Department of Palliative Medicine, Faculty of Medicine, University Medical Center Freiburg, University of Freiburg, Robert-Koch-Str. 3, 79106, Freiburg, Germany.
Department of Palliative Care, Marienhaus Hospital, An der Goldgrube 11, 55131, Mainz, Germany.
BMC Psychol. 2023 Apr 17;11(1):119. doi: 10.1186/s40359-023-01151-0.
Lung cancer survivors often suffer from physical, emotional and social long-term effects of disease and treatment. Caregivers are also affected by the cancer diagnosis throughout the course of the disease and are frequently burdened by high levels of psychosocial stress. However, little is known about how follow-up care after the completed treatment phase can help to improve long-term quality of life. In the context of patient-centred cancer care, considering the survivors' and caregivers' perspectives is an important step toward improving care structures. We therefore explored how lung cancer survivors and their caregivers experience follow-up examinations and their possible psychosocial effects on everyday life in order to shed light on what support is helpful for improving their quality of life.
25 survivors after curative lung cancer treatment and 17 caregivers underwent a face-to-face semi-structured, audio-recorded interview that was analysed using qualitative content analysis.

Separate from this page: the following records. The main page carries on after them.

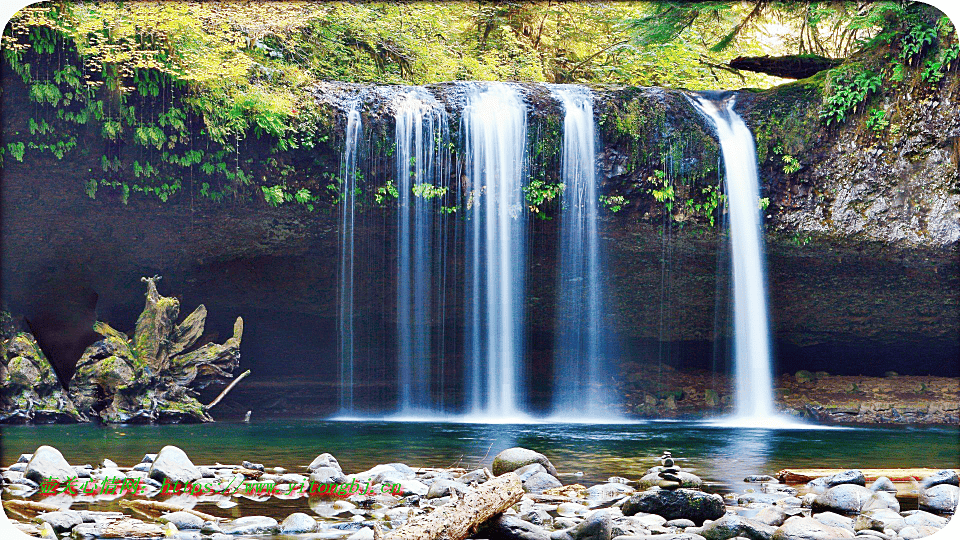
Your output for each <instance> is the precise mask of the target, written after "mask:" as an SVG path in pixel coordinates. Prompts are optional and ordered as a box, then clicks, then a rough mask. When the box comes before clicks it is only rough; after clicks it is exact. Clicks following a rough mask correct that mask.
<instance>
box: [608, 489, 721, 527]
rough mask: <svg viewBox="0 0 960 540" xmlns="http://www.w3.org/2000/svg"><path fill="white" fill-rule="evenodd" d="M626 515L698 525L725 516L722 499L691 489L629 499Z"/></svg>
mask: <svg viewBox="0 0 960 540" xmlns="http://www.w3.org/2000/svg"><path fill="white" fill-rule="evenodd" d="M621 509H622V510H623V515H625V516H632V515H634V514H636V513H638V512H644V513H647V514H657V515H658V516H662V517H664V518H666V519H668V520H670V519H681V518H684V519H689V520H691V521H693V522H694V523H696V524H698V525H699V524H701V523H703V521H704V520H706V519H718V518H720V517H722V516H723V513H724V508H723V497H721V496H719V495H716V494H707V493H703V492H702V491H693V490H690V489H683V488H681V489H676V490H662V489H661V490H650V491H644V492H643V493H638V494H636V495H633V496H631V497H630V499H629V500H627V502H625V503H624V504H623V506H622V508H621Z"/></svg>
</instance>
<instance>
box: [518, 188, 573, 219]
mask: <svg viewBox="0 0 960 540" xmlns="http://www.w3.org/2000/svg"><path fill="white" fill-rule="evenodd" d="M563 189H564V185H563V184H562V183H550V182H546V181H544V180H539V179H532V180H530V181H529V182H528V183H527V185H526V186H524V187H523V195H524V198H525V199H526V200H527V208H528V209H529V210H530V211H531V212H533V213H534V215H536V216H537V217H538V218H540V219H551V218H550V217H549V216H547V214H546V212H545V210H546V208H545V204H546V203H549V202H550V201H553V200H555V199H559V198H560V194H561V193H563Z"/></svg>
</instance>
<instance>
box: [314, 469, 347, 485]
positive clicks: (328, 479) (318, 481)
mask: <svg viewBox="0 0 960 540" xmlns="http://www.w3.org/2000/svg"><path fill="white" fill-rule="evenodd" d="M310 481H311V482H316V483H318V484H327V483H330V482H333V483H335V484H341V483H344V482H346V481H347V477H346V475H344V474H343V472H342V471H341V470H340V469H335V468H333V467H318V468H316V469H314V471H313V472H312V473H310Z"/></svg>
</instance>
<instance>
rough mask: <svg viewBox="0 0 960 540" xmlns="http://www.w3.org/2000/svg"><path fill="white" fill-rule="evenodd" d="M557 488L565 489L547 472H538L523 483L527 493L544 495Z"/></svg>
mask: <svg viewBox="0 0 960 540" xmlns="http://www.w3.org/2000/svg"><path fill="white" fill-rule="evenodd" d="M555 487H563V484H561V483H560V481H559V480H557V478H556V477H555V476H552V475H550V474H547V473H545V472H538V473H536V474H534V475H533V476H531V477H530V478H527V479H526V480H525V481H524V482H523V490H524V491H525V492H527V493H543V492H544V491H546V490H548V489H552V488H555Z"/></svg>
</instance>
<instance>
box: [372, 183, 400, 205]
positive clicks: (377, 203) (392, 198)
mask: <svg viewBox="0 0 960 540" xmlns="http://www.w3.org/2000/svg"><path fill="white" fill-rule="evenodd" d="M399 197H400V192H399V191H397V186H396V185H394V183H393V180H387V183H386V184H385V185H382V186H380V187H378V188H377V189H376V190H375V191H374V192H373V198H374V200H375V201H377V204H383V201H385V200H387V199H397V198H399Z"/></svg>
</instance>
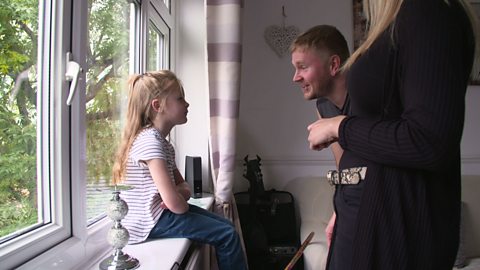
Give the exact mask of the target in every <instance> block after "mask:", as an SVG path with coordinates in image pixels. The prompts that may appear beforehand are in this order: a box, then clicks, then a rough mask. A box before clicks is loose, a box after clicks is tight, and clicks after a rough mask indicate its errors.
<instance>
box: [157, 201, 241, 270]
mask: <svg viewBox="0 0 480 270" xmlns="http://www.w3.org/2000/svg"><path fill="white" fill-rule="evenodd" d="M148 237H149V238H177V237H182V238H188V239H190V240H193V241H196V242H199V243H204V244H210V245H212V246H214V247H215V252H216V255H217V261H218V267H219V268H220V269H221V270H234V269H239V270H245V269H247V263H246V262H245V257H244V255H243V251H242V247H241V244H240V236H239V235H238V233H237V231H236V230H235V226H233V224H232V223H231V222H230V221H229V220H228V219H226V218H223V217H221V216H219V215H217V214H215V213H212V212H210V211H208V210H205V209H203V208H200V207H198V206H195V205H191V204H190V205H189V210H188V211H187V212H186V213H184V214H181V215H179V214H175V213H172V212H171V211H170V210H168V209H165V210H164V211H163V213H162V215H161V216H160V219H159V220H158V222H157V224H156V225H155V227H153V229H152V230H151V231H150V234H149V236H148Z"/></svg>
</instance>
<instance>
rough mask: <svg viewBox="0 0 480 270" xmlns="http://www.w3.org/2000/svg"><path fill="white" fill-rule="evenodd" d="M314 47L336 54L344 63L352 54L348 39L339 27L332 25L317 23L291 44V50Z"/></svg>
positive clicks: (341, 62)
mask: <svg viewBox="0 0 480 270" xmlns="http://www.w3.org/2000/svg"><path fill="white" fill-rule="evenodd" d="M306 49H313V50H315V51H318V52H321V51H324V50H327V51H328V52H329V53H330V55H333V54H336V55H338V56H339V57H340V61H341V63H342V65H343V63H344V62H345V61H346V60H347V59H348V57H349V56H350V51H349V50H348V45H347V41H346V40H345V37H344V36H343V35H342V33H340V31H338V29H337V28H335V27H334V26H331V25H325V24H324V25H317V26H314V27H312V28H310V29H308V30H307V31H305V32H303V33H302V34H300V35H299V36H298V37H297V38H296V39H295V40H294V41H293V42H292V45H291V46H290V52H291V53H293V52H294V51H296V50H306Z"/></svg>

Especially burdened cancer survivors and caregivers described recurring anxiety before a follow-up appointment influencing their everyday life. At the same time, follow-up care also provided reassurance of still being healthy and helped regain a sense of security and control until the following scan. Despite possible long-term consequences in everyday life, the interviewees reported that the survivors´ psychosocial needs were not explicitly assessed or discussed. Nevertheless, the interviewees indicated that conversations with the physician were important for the success of "good" follow-up care.

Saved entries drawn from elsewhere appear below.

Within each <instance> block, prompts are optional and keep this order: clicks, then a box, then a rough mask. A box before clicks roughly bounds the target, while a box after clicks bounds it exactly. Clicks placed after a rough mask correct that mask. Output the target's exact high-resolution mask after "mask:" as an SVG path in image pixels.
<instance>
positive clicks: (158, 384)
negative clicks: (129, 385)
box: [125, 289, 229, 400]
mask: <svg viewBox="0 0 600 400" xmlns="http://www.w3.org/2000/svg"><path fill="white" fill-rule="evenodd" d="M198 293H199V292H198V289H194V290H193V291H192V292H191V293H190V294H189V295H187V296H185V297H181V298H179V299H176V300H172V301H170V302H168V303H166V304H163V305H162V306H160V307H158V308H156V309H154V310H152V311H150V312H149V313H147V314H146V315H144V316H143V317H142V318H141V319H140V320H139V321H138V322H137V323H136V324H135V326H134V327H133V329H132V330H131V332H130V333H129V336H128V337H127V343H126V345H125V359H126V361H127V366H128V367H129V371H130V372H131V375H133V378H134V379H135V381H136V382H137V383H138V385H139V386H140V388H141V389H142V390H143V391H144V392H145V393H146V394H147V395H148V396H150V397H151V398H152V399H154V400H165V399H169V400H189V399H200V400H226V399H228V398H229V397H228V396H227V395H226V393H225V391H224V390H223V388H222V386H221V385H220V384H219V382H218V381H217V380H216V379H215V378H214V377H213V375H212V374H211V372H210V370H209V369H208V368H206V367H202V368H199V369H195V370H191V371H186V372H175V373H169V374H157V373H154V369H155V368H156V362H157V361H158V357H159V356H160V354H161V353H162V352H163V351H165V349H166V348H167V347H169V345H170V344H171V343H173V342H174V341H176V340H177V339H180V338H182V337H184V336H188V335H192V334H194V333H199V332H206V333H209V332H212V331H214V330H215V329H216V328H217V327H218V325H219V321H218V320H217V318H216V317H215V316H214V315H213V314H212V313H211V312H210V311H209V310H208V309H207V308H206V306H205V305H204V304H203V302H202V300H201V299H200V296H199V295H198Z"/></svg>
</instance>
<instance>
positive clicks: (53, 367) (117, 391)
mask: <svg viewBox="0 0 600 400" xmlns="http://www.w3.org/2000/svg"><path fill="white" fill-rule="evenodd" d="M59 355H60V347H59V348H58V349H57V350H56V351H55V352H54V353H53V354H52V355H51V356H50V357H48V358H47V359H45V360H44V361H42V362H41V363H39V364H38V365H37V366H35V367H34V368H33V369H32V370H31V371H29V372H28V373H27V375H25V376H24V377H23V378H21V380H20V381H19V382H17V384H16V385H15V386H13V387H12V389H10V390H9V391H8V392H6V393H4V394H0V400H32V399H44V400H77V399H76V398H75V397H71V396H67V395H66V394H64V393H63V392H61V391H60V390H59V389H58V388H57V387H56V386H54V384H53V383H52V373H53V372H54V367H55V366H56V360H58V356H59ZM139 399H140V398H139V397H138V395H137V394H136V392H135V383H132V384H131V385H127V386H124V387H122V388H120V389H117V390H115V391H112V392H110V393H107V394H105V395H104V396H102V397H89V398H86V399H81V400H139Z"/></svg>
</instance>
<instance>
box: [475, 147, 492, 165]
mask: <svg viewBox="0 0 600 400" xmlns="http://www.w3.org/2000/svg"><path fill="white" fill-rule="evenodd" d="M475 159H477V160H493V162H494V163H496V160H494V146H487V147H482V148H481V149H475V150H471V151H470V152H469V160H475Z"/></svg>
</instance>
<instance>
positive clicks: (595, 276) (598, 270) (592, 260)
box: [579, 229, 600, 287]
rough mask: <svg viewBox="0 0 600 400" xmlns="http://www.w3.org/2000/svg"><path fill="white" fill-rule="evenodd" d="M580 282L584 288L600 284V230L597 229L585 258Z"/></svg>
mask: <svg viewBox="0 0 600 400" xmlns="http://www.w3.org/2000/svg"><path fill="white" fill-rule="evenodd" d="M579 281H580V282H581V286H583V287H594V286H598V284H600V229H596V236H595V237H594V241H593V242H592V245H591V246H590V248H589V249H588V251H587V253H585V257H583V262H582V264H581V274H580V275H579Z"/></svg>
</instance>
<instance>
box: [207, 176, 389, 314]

Anxiety surrounding follow-up scans, also known as "scanxiety", is a common problem. In this study, we expanded on previous findings and found a positive aspect of scans, namely regaining a sense of security and control, which can strengthen the psychological well-being of the survivors and their families. To optimize follow-up care and improve the quality of life of lung cancer survivors and caregivers, strategies to integrate psychosocial care, like the introduction of survivorship care plans or increased use of patient-reported outcomes, should be explored in the future.
肺癌幸存者通常会受到疾病和治疗的身体、情感和社会长期影响。照顾者也会受到癌症诊断的影响,并经常承受高水平的心理社会压力。然而,对于完成治疗阶段后的后续护理如何帮助提高长期生活质量,知之甚少。在以患者为中心的癌症护理背景下,考虑到幸存者和照顾者的观点是改善护理结构的重要一步。因此,我们探讨了肺癌幸存者及其照顾者如何体验随访检查以及它们对日常生活可能产生的心理社会影响,以便了解哪些支持有助于提高他们的生活质量。

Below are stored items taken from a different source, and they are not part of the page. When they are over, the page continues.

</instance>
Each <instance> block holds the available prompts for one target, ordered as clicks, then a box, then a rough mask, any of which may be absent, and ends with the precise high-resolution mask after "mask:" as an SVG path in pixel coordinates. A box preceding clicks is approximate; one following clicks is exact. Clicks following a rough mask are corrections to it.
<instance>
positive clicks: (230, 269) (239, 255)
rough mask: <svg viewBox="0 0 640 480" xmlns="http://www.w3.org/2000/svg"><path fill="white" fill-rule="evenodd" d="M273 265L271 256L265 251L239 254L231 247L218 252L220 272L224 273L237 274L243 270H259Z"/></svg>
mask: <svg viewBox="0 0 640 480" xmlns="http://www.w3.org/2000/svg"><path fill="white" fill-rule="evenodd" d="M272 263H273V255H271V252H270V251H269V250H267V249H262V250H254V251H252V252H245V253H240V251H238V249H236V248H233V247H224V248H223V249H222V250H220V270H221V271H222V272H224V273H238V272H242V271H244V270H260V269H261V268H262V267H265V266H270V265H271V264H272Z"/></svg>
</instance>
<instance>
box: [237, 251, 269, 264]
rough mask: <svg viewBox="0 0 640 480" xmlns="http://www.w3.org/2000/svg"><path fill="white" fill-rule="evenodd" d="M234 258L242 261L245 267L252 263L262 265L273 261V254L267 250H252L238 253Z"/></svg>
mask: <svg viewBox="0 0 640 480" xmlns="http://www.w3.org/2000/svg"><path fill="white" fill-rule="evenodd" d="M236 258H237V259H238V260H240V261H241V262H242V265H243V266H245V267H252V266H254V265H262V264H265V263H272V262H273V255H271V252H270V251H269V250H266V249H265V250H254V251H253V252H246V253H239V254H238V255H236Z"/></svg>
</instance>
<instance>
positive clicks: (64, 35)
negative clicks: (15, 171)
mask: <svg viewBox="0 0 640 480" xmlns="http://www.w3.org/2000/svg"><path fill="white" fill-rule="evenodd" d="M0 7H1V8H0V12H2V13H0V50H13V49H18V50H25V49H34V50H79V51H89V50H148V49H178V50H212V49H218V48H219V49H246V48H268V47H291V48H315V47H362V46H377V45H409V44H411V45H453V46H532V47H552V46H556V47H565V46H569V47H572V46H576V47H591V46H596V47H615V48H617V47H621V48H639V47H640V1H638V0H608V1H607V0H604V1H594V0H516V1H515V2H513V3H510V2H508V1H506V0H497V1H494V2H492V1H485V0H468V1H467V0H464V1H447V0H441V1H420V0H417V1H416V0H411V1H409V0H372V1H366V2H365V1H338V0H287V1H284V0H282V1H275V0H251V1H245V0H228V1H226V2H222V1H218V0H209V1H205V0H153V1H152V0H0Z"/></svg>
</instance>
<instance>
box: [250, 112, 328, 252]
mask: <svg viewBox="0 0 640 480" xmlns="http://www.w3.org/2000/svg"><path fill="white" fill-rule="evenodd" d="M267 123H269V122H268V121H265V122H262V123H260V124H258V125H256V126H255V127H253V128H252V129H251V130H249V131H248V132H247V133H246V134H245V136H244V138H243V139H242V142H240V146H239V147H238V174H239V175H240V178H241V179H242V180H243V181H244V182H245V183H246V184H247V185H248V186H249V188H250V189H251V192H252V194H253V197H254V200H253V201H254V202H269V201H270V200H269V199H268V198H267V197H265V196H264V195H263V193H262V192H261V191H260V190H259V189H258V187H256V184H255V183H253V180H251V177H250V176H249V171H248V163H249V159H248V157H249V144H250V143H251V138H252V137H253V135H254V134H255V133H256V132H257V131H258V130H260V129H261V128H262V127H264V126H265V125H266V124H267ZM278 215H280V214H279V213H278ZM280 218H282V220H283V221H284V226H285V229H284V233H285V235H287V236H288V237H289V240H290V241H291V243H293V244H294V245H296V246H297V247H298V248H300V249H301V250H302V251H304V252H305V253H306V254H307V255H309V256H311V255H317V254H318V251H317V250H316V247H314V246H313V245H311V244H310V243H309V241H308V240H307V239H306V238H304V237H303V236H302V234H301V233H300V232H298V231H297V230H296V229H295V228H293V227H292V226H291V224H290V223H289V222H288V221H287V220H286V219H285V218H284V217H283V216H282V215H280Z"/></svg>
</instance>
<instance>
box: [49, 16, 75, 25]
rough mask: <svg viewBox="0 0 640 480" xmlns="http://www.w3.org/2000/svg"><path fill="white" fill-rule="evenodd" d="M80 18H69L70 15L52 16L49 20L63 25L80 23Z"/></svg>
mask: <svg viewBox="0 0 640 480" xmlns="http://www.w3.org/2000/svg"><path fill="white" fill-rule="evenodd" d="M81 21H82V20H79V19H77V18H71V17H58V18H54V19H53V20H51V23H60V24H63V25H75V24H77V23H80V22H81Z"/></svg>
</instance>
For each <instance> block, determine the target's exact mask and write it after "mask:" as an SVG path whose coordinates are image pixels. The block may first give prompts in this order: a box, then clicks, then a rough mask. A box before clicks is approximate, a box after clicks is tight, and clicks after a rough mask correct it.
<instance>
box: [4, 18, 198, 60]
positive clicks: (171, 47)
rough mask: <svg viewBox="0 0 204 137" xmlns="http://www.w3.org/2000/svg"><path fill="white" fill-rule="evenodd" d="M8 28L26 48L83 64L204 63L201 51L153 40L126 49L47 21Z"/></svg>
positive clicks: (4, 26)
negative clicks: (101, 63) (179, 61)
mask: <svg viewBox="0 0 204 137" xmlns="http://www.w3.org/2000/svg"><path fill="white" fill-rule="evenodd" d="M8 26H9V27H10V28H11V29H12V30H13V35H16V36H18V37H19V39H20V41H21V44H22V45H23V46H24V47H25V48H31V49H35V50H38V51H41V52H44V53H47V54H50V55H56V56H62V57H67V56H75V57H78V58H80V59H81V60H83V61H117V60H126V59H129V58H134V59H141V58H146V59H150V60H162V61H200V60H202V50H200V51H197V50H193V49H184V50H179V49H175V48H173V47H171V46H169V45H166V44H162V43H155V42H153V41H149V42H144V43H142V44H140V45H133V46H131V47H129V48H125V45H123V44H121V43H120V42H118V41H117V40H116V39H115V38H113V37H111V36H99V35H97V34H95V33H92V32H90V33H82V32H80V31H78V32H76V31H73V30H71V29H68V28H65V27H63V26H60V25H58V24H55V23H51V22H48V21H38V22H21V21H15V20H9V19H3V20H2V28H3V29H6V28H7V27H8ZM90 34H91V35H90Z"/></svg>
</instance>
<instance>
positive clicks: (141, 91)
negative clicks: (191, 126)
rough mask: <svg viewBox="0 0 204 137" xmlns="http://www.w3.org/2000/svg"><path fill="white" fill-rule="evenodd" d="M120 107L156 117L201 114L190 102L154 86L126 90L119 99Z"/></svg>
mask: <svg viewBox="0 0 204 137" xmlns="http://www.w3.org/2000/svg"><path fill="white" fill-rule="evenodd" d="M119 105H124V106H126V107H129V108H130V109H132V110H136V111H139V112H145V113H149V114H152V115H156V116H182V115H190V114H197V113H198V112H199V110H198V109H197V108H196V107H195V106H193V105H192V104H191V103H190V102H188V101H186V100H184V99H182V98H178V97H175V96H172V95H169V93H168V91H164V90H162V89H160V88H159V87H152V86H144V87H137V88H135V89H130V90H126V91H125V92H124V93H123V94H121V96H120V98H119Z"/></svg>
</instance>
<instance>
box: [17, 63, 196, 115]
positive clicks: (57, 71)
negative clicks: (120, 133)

25 名接受根治性肺癌治疗后的幸存者和 17 名照顾者接受了面对面的半结构化、录音采访,采访内容采用定性内容分析进行分析。
负担过重的癌症幸存者和照顾者描述了在随访预约前反复出现的焦虑,这影响了他们的日常生活。与此同时,随访护理也提供了健康状况的保证,并帮助他们重新获得安全感和控制感,直到下一次扫描。尽管在日常生活中可能会产生长期后果,但受访者报告说,幸存者的心理社会需求没有得到明确评估或讨论。尽管如此,受访者表示,与医生的交谈对“良好”随访护理的成功很重要。
围绕随访扫描的焦虑,也称为“扫描焦虑”,是一个常见问题。在这项研究中,我们扩展了以前的发现,并发现扫描的一个积极方面,即重新获得安全感和控制感,这可以增强幸存者及其家人的心理健康。为了优化随访护理,提高肺癌幸存者和照顾者的生活质量,未来应探索整合心理社会护理的策略,例如引入生存者护理计划或增加使用患者报告的结果。